The T&G union said the group's directors had shown "morally unacceptable behaviour" in setting aside millions for their pension funds.
MG Rover said it would consider appointing a non-executive director if they found the right individual.
It added it had offered the head of the T&G union a non-executive director post in 2000, a claim the union rejects.
The carmaker is owned by the Phoenix Consortium, a group of four businessmen led by John Towers who bought it from BMW four years ago for £10, safeguarding thousands of jobs at its Longbridge plant.
But recently there has been concern about millions set aside in trust funds for the benefit of senior executives.
Concern has also been raised over reports on how the directors have structured the firm financially.
MG Rover's directors have strongly denied allegations of asset stripping.
But the T&G has said it would like to see all assets of the business brought back under the control of the MG Rover Group.
T&G general secretary Tony Woodley told BBC Radio Four's Today programme he thought the directors had done "an extremely good job in difficult circumstances" since they took over.
But he added that the putting aside of £10m for directors' pension trust funds was "morally unacceptable".

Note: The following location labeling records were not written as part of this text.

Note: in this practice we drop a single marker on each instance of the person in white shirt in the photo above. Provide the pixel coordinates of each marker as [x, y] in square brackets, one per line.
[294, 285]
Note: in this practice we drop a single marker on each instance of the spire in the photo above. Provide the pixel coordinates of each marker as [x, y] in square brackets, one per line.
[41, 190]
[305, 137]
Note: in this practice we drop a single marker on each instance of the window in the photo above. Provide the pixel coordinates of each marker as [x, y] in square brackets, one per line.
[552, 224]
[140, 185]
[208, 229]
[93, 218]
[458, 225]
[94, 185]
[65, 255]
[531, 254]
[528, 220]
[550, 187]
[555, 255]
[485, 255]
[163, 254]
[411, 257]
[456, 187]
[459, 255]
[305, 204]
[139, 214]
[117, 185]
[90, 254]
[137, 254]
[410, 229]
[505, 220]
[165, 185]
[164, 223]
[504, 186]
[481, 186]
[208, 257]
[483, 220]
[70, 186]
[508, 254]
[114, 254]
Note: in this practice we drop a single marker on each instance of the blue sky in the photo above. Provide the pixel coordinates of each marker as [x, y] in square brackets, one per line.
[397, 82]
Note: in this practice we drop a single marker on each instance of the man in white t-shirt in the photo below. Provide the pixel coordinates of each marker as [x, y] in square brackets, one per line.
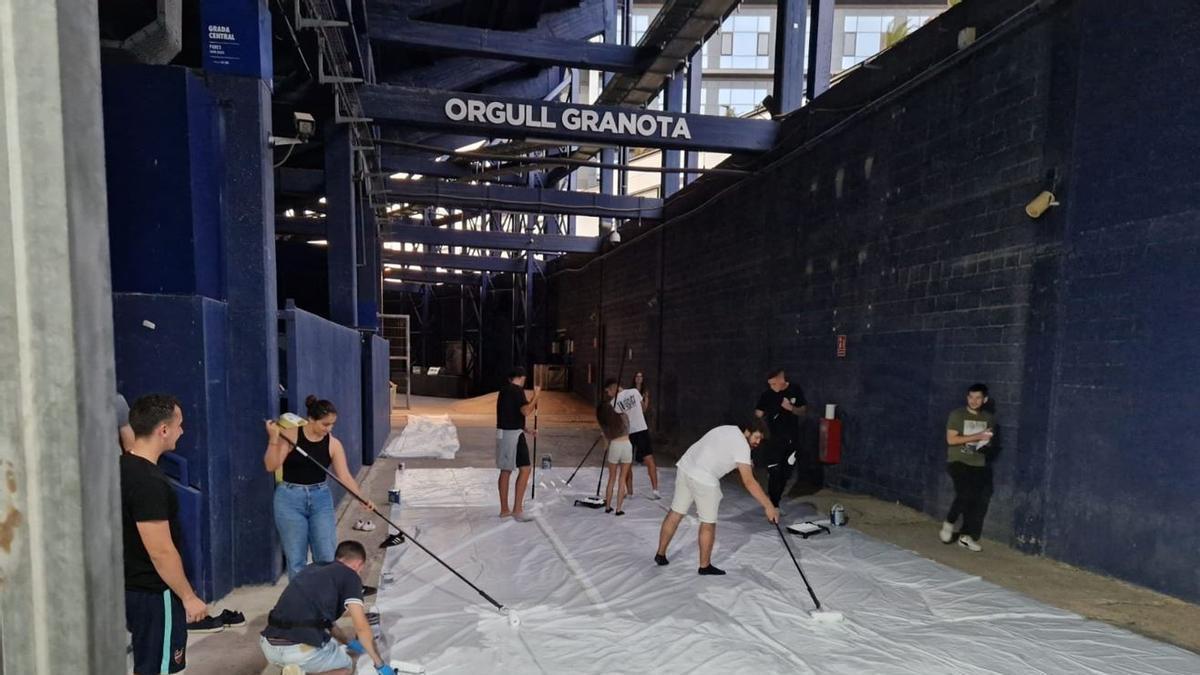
[699, 479]
[630, 402]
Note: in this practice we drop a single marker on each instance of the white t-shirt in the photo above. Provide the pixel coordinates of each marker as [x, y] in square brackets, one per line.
[715, 454]
[629, 401]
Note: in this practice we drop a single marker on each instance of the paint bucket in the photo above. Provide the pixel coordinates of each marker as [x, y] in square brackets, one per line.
[838, 515]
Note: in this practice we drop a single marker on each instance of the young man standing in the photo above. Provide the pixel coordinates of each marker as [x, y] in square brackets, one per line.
[781, 406]
[511, 451]
[300, 634]
[159, 601]
[967, 431]
[630, 402]
[699, 479]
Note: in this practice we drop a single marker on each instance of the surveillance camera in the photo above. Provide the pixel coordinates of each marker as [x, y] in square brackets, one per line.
[1041, 204]
[306, 126]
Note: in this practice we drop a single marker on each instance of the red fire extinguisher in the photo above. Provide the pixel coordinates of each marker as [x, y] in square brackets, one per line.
[829, 440]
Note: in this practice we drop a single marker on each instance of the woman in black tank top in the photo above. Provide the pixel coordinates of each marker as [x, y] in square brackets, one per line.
[304, 505]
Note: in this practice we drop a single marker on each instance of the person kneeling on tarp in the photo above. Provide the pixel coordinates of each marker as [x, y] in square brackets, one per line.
[300, 634]
[699, 479]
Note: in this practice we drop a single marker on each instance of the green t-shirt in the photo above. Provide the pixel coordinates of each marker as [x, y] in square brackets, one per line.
[969, 424]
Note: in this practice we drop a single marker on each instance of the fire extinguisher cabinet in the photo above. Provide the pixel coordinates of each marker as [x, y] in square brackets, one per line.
[829, 441]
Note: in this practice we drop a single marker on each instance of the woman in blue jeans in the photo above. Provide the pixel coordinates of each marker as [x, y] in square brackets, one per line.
[304, 506]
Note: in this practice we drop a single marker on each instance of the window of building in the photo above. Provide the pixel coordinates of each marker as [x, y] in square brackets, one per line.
[745, 42]
[732, 99]
[641, 23]
[868, 34]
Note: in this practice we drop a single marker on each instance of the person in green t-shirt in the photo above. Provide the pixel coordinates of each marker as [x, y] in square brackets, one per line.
[967, 432]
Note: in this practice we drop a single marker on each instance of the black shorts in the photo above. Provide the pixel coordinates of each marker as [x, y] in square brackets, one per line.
[522, 453]
[159, 629]
[641, 442]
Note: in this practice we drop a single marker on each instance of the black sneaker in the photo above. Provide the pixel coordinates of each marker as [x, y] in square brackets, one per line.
[207, 625]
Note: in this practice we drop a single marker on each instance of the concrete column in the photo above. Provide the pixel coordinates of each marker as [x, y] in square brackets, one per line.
[340, 226]
[60, 549]
[247, 236]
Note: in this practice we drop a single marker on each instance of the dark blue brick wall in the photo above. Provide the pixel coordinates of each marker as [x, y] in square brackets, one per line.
[904, 230]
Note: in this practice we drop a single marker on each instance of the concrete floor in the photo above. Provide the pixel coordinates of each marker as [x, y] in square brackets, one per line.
[567, 429]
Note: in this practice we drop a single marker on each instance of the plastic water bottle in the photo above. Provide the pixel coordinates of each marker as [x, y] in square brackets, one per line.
[838, 515]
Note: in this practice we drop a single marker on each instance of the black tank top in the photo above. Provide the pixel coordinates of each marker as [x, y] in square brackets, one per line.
[301, 471]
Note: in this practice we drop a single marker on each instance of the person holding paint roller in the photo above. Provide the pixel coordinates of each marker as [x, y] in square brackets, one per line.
[304, 505]
[699, 481]
[615, 426]
[300, 634]
[511, 449]
[781, 406]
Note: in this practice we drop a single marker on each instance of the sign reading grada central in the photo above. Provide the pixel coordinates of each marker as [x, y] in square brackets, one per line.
[529, 115]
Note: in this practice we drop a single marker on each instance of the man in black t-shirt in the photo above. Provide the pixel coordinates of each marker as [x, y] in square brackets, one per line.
[159, 599]
[511, 451]
[300, 629]
[781, 406]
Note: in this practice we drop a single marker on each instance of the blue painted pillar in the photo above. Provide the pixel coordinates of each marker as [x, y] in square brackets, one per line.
[609, 155]
[370, 270]
[672, 102]
[790, 54]
[820, 47]
[249, 240]
[340, 225]
[695, 90]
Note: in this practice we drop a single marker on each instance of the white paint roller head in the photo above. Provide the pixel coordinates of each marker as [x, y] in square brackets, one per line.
[826, 615]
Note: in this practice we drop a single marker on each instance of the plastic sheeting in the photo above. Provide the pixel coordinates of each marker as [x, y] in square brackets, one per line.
[591, 598]
[425, 436]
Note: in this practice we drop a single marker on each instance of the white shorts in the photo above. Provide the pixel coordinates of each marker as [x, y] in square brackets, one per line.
[706, 496]
[621, 452]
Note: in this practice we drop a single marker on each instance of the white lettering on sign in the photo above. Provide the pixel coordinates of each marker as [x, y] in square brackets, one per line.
[225, 33]
[573, 119]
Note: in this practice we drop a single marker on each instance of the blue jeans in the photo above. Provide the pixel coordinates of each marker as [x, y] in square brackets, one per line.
[304, 515]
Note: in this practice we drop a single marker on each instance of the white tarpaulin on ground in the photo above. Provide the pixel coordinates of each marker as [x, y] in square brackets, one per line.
[425, 436]
[591, 598]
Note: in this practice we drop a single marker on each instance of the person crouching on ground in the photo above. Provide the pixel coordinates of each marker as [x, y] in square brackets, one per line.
[300, 634]
[615, 426]
[699, 479]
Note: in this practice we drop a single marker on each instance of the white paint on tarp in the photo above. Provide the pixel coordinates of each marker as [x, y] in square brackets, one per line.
[425, 436]
[904, 614]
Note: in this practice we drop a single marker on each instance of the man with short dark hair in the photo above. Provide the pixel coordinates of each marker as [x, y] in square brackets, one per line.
[511, 449]
[967, 431]
[781, 406]
[300, 634]
[159, 599]
[699, 481]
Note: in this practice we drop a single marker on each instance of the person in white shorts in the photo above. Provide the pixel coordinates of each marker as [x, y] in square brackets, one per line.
[699, 479]
[615, 426]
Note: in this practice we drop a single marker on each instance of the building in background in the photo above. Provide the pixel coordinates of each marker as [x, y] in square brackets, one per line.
[738, 66]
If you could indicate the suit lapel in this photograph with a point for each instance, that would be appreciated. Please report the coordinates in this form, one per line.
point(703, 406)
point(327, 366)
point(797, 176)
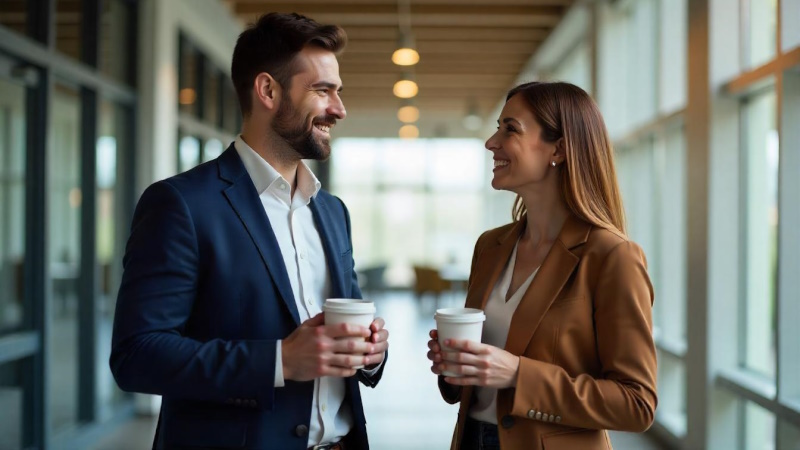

"The money that's been taken out of the company from our point of view is corporate greed and bad behaviour.
"What we've got to do now is... make sure that every bit of income, as limited as it is in this company, is used for building vehicles, and creating new models, maintaining jobs and keeping manufacturing in the West Midlands."
Mr Woodley said the appointment of independent directors would help to soothe any nerves about the company.
"There's a crisis of confidence out there and only the Rover directors can put that right now, in my view, " he said.
A spokeswoman for MG Rover told BBC News Online that the trust fund was "the main benefit of the four owners who had had no pension benefits since the company was set up in 2000".
She added that concerns about the running of the firm were unfounded as the new owners had managed to cut losses each year from a total of £378m in 2000 to £95m in 2002.
Asset-stripping allegations were also untrue, she said. The restructuring of the firm was necessary because of their different parts of the group had different business plans, teams and objectives.
The spokeswoman also said the firm would not be actively looking for a non-executive director.
But she added : "We will be willing to consider it if the right individual presents themselves.
"In 2000, Tony Woodley was offered the opportunity to take up such a post, but didn't."
However, the T&G denied Mr Woodley had been offered the position.
The latest call for a shake-up at the Birmingham-based firm comes four months after union officials from the T&G and Amicus held 'clear the air' talks with Phoenix Holding's chairman John Towers.
At the time, the T&G had said it wanted answers to questions about the financial restructuring of the loss-making car firm.
In November 2003, MG Rover's pension fund was reported to be £73m in deficit, news which coincided with the firm announcing a £12.9m trust fund had been set up for company executives.